Eine wesentliche Kurzschlüssigkeit dominiert allerdings die Debatte zur europäischen Verteidigungspolitik. Das Problem ist nämlich nicht in erster Linie eine zu geringe Höhe der Rüstungsausgaben, sondern dass die Gesamtrüstungsausgaben aller EU Staaten, die ungefähr das Dreifache der Ausgaben Russlands entsprechen, so ineffizient sind, dass die Fähigkeiten weit hinter dem Erforderlichen zurückbleiben. Es werden in der EU bei der Rüstungsbeschaffung tatsächlich Steuergelder großzügig verplempert. Statt Koordinierung herrscht Zersplitterung. Wo die Amerikaner 30 verschiedene Waffensysteme haben, hat die EU 178. Mit einer Erhöhung der Rüstungsausgaben füttert man also die Rüstungslobby, trägt aber nicht zur Lösung der wirklichen Probleme bei. Deswegen sagen wir Grüne: Europa muss mehr für die gemeinsame Sicherheit tut, aber es muss vor allem an der Effizienzschraube drehen.

Aber das ist doch das Kernanliegen des Verteidigungsfonds. Es geht darum eine gemeinsame, effiziente Beschaffung zu fördern.

Das ist zwar die offizielle Begründung, aber ich sehe eine ganze Reihe von Problemen. Die europäischen Verträge untersagen ausdrücklich die Finanzierung von Rüstung durch das europäische Budget. Um diese Bestimmung zu umgehen, begründet die EU-Kommission ihr Vorgehen damit, dass es sich um Industriepolitik und um die Förderung einer wettbewerbsfähigen europäischen Rüstungsindustrie handelt. Wenn es der EU-Kommission wirklich darum gehen würde, die Rüstungsbeschaffung zu bündeln, dann würde sie die EU-Mitgliedsstaaten dazu bewegen, dies aus ihren eigenen Rüstungsbudgets heraus zu tun, anstatt den ohnehin zu knappen EU Haushalt für ein bisschen mehr Kooperation bei der Rüstungsforschung und der Rüstungsbeschaffung einzusetzen. Durch Verringerung der ganzen Duplizierung ließen sich pro Jahr 25 bis 100 Milliarden Euro einsparen. Stattdessen will die Kommission nochmal zehn bis 20 Milliarden Euro mehr ausgeben. Also ich bitte!

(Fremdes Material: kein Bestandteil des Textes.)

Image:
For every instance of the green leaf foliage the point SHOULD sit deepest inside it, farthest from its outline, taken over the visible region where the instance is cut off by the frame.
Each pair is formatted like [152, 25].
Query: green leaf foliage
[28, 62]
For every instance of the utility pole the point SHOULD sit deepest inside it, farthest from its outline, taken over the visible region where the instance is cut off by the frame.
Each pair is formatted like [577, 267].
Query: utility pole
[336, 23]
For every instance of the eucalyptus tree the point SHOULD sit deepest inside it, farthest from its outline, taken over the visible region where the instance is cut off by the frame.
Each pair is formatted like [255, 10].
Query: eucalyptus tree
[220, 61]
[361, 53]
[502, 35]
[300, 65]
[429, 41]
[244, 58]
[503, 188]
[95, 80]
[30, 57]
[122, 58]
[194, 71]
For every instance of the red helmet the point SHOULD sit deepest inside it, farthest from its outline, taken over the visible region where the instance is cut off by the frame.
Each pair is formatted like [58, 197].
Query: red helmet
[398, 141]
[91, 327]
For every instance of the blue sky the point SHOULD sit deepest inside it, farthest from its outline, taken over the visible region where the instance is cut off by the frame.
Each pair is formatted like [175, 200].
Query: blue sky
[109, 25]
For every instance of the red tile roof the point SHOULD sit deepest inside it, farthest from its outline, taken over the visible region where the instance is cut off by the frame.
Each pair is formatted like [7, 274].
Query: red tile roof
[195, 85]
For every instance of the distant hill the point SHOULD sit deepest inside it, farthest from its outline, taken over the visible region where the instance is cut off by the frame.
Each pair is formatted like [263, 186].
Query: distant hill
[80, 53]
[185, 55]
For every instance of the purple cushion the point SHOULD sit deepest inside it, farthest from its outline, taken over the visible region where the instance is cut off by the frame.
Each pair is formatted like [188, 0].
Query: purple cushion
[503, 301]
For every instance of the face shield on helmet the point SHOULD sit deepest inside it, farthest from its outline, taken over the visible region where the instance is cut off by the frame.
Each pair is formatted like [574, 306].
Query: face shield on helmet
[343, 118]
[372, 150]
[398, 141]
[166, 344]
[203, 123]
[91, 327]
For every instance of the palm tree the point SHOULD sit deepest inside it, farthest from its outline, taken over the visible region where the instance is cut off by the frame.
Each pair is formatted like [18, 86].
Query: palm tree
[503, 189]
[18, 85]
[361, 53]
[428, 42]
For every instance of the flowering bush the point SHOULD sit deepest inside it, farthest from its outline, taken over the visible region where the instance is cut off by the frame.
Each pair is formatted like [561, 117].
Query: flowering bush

Es werden in der EU bei der Rüstungsbeschaffung tatsächlich Steuergelder großzügig verplempert.

Außerdem ist es leider so, dass das Europäische Parlament überhaupt keine Kontrolle über diese EU Mittel hat. Das Europäische Parlament hat, gegen die Stimmen der Grünen, mit dem Europäischen Rat eine Verständigung getroffen, dass es keinerlei Beteiligung haben würde bei den operativen Programmen des Verteidigungsfonds. Die Zivilgesellschaft ist übrigens auch nicht beteiligt. Und die sogenannten unabhängigen Experten, von denen in der Regulierung die Rede ist, sollen unter der Kontrolle der jeweiligen nationalen Verteidigungsminister stehen.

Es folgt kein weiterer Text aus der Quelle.